Women's 5,000 meter final

It's a testament to how strong the running programs are in Kenya and Ethiopia that the fastest six women were from Ethiopia, Kenya, Ethiopia, Kenya, Ethiopia, and Kenya!

Medal results

Gold: Meseret Defar, Ethiopia

Silver. Vivian Jepkemoi Cheruiyot, Kenya

Bronze: Tirunesh Dibaba, Ethiopia

 

Women's 4×100 meter relay final

It's not every day you see a sprinting world record fall, especially not by as much as a half a second, so the crowd at Olympic Stadium were up on their feet to celebrate with the Americans!

 

Medal results

Gold: USA

Silver: Jamaica

Bronze: Ukraine

 

Women's 1,500 meter final

For the second time in the past year, American Morgan Uceny tripped and fell in a major competition, thus ending her shot at a medal. My heart went out to her as she lay on the track, pounding it with her hands in frustration. But the race went on and the top two medals went to Turkey.

 

Medal results

Gold: Asli Cakir Alptekin, Turkey

Silver: Gamze Bulut, Turkey

Bronze: Maryam Yusuf Jamal, Bahrain

 

Men's 4×400 meter relay final

This was Oscar Pistorius's last time to run in the Olympics as the South African relay team set a new season's best. Angelo Taylor, who finished off of the podium in the men's 400 meter hurdles, won silver tonight. But the show belong to the Bahamas who won their country's only medal of the London 2012 games.

 

Medal results

Gold: Bahamas

Silver: USA

Bronze: Trinidad & Tobago

 

Upon leaving the stadium, my brother and I kept watch for athletes. In doing so, we got to congratulate a group of elated coaches from the Bahamas.

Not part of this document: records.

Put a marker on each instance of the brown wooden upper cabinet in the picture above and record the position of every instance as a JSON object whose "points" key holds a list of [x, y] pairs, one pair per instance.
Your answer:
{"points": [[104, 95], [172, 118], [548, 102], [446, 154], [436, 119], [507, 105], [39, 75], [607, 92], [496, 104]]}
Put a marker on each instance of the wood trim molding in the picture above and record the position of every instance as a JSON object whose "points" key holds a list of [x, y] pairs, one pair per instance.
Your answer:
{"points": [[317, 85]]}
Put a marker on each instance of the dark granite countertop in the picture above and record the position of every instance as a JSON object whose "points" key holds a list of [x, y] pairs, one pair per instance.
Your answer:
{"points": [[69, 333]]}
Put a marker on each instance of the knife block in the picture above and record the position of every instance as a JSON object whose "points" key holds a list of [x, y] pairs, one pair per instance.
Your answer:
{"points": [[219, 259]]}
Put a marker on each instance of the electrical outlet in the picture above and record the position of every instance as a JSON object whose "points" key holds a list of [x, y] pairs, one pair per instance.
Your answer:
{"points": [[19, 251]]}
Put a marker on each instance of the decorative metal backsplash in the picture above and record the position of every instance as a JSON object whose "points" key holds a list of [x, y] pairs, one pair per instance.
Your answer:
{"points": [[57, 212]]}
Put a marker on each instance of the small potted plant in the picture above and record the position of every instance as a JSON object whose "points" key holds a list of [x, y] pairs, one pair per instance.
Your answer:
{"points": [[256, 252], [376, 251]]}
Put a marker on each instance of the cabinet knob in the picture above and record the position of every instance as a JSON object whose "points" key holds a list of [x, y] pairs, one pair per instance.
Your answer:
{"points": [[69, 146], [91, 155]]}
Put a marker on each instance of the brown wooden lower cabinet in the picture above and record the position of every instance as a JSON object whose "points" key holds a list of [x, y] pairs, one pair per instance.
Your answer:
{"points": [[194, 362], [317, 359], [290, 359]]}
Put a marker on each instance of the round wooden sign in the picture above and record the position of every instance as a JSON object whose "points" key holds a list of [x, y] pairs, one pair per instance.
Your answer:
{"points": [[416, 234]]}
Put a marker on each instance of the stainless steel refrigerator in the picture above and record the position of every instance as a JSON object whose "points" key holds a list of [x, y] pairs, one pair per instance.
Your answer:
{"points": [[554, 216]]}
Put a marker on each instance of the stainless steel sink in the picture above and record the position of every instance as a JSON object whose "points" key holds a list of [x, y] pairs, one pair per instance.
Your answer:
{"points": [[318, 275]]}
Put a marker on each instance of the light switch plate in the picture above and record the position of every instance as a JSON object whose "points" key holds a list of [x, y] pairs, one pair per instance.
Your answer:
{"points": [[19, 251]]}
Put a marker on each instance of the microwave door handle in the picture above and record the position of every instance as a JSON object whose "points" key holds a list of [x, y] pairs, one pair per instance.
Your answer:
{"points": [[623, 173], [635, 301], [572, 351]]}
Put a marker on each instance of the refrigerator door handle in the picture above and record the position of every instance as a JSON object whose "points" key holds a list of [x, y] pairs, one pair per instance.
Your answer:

I spotted the the stadium's announcer, Gary Hill, who was happy to have his picture taken with us. When I noticed his fellow announcer, Geoff Wightman, was holding what looked like a medalist's bouquet of flowers, Geoff handed them to me for the picture, explaining he happened to catch them after the medal ceremony for the women's 4×100. He wasn't sure if it was a bronze medalist from the Ukraine or a gold medalist from the USA who had thrown the bouquet, but I was happy to hold it for even a few moments.

 

Maral Feizbakhsh of Germany's 4×400 meter relay team.

 

We next spotted Steve Hooker, the good natured pole vaulter from Australia.

 

He was walking with two other athletes, including his girlfriend, Russia's Ekaterina Kostetskaya, who had finished ninth in the women's 1,500 meter final earlier in the evening. (Some serious googling revealed that the couple met at the Beijing 2008 Olympics when their respective Russian coaches introduced them.) When I sort of looked towards Kostetskaya, who was deep in conversation with her friend, Hooker interrupted and asked her to take a picture with me.

 

Without a doubt, Steve Hooker has to be the friendliest pole vaulter around!